A hard-working pioneer family suffers severe hardships that can only be resolved with the help of kindly neighbors. Based on a true story. [Dir: Allen Reisner/ Glynis Johns, Cameron Mitchell, Rex Thompson/ 102 min/ Family, Drama/ Individualism, Voluntaryism]
There’s no big lesson here but so many small ones as to constitute a fair example of the “good neighbor” libertarianism espoused by Karl Hess. This is a film about people in a voluntary society — working, paying their debts, and helping each other when genuine help is needed.
Although the fate of the central characters is ultimately tragic, none here wallow in their victimhood. Instead they fight it, calling upon the aid of others only as a last resort. And even then they offer value for value to the degree possible.

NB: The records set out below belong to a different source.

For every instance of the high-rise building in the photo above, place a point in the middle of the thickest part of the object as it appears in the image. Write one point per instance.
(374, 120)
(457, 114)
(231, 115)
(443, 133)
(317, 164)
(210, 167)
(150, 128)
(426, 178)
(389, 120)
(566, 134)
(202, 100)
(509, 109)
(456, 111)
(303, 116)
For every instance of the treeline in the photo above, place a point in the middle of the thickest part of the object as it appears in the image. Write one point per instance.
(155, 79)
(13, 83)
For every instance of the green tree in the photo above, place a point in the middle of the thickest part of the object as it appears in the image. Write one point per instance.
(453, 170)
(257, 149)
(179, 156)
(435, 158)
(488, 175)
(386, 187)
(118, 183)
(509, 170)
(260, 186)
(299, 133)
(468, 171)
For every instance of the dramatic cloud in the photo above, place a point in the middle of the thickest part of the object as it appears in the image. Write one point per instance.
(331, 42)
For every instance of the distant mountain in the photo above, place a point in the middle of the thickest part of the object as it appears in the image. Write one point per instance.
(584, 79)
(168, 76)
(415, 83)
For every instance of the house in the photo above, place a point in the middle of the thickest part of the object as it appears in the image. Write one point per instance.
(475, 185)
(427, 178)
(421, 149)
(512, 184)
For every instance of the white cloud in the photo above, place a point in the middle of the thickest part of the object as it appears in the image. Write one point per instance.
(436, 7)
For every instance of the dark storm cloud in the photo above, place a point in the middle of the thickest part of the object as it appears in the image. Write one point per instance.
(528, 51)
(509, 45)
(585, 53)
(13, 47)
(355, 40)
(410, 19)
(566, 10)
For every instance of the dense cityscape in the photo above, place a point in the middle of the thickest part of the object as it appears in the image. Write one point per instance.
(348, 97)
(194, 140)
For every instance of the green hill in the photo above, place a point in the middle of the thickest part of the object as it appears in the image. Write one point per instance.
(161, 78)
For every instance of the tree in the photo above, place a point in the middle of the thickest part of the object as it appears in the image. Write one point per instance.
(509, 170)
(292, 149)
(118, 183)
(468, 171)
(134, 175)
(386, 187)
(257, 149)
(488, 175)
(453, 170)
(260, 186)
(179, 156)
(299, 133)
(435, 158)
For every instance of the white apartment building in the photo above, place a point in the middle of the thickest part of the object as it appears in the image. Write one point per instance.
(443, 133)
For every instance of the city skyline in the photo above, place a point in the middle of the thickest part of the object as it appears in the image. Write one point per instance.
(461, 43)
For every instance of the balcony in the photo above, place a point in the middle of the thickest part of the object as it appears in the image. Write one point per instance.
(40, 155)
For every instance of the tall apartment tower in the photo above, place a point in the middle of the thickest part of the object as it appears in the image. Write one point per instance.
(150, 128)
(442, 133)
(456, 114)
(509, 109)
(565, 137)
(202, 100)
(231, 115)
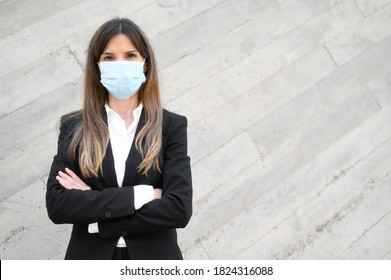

The first half of this story depicts the fairly typical experience of an immigrant family in 1850s Wisconsin as they build a life for themselves in the wilderness. But the real drama, which gives the film its title, takes place in the second half. The parents of the family take ill and die, after charging the oldest child with the parental wish that his siblings be placed in good homes. Although only twelve years old, he carries out this wish with great courage and care despite efforts by the authoritarian town dowager to place the children in a state orphanage.
This sort of heroic personal responsibility is rarely seen today in fiction or in real life. And in this world of responsible people, where help is so rarely requested, it is therefore the more readily given.
Although the first half of the film is a little slow at times, the second half is absolutely heart-rending. Production values are unremarkable, but thanks to a superior story and a classic Max Steiner musical score, overall it’s above average.